The next question, how much money will I get when the insurance period ends? Usually insurance agents provide illustrations at the age of a few tens of years will be out of fund of a few hundred million. Again, do not be dazzled by the illustrations that show millions of figures. That number looks great at the moment, while inflation continues to erode the value of money and in time, a few decades from now, the amount of funding is not really that big.
The reason, the fund was only developed with a yield of only 4 percent per year. Much lower than the interest rate on the market. Yields of that size are still not deducted by fees and taxes.
On the other hand, real inflation rate reached 12 percent. So the whole life insurance cash value will be eroded inflation and the value is not as big as when illustration is presented to the prospective customer. Could be, when the policy matures, this cash value becomes very small.

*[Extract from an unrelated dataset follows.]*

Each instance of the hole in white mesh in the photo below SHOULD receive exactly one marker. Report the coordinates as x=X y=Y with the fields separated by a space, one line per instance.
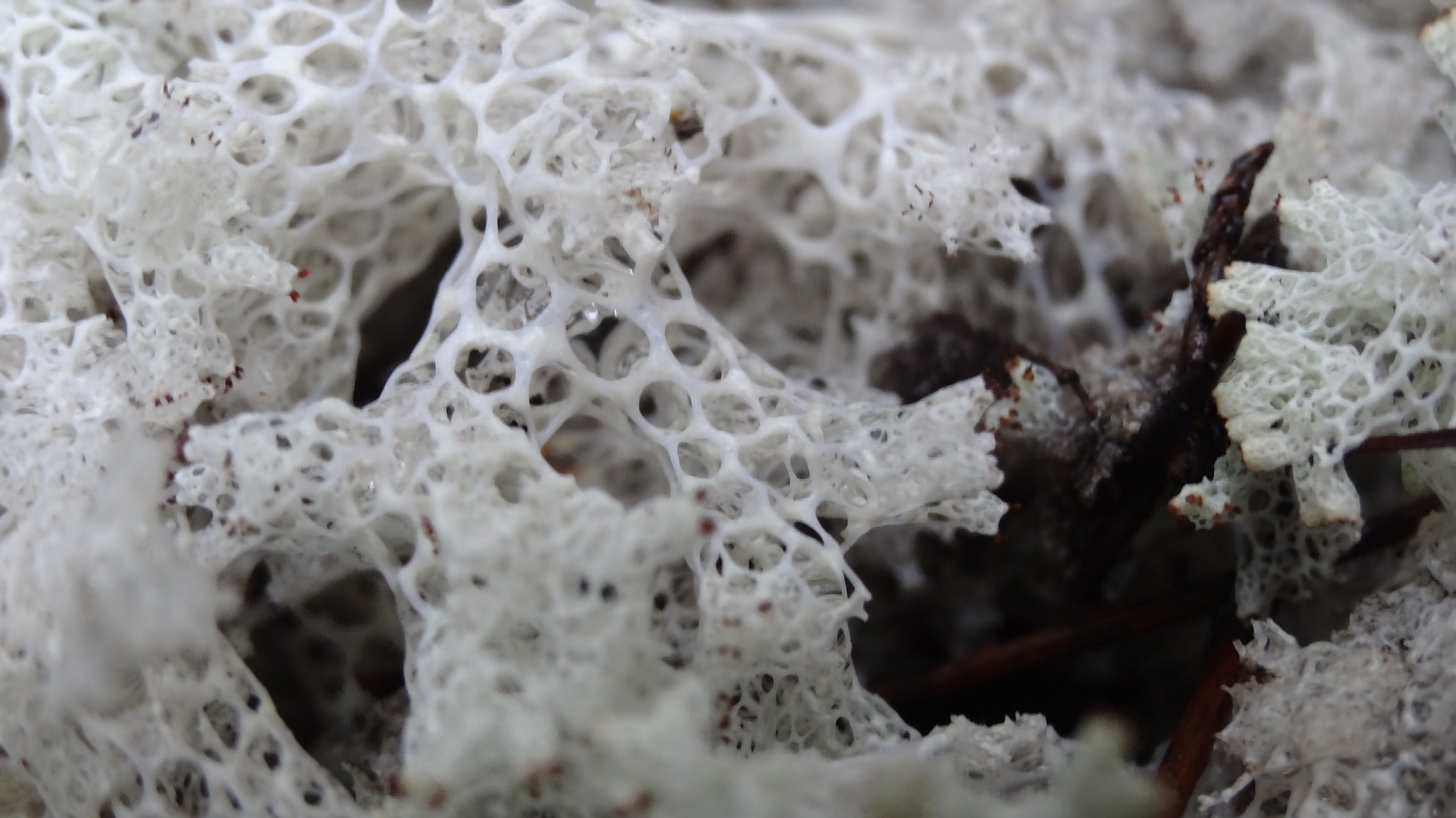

The premium cost to be paid for coverage of Rp 1 billion for example, will be much greater when compared with the premium cost to be paid if you buy term insurance. How the difference, can be seen in the article on the calculation of insurance premiums.
Endowment insurance (dual purpose)
This type is like term insurance as well as savings.
This product is very popular before the product unit link appears. The forms of endowment insurance vary. In addition to having a cash value, there are also funds issued in futures before the insurance contract expires. These funds come out periodically for example once every 3 or 5 years. For example, such as educational insurance funds when the child is 5 years old for the kindergarten entrance fee, 7 years for the entrance fee of elementary school and so on.
Unfortunately, this endowment insurance premium is much more expensive than the term insurance premium and whole life .
Later, this type of endowment insurance property faded along with the emergence of unitlink products . In addition, because royal give a bonus, endowment insurance costs actually incriminating the insurance company.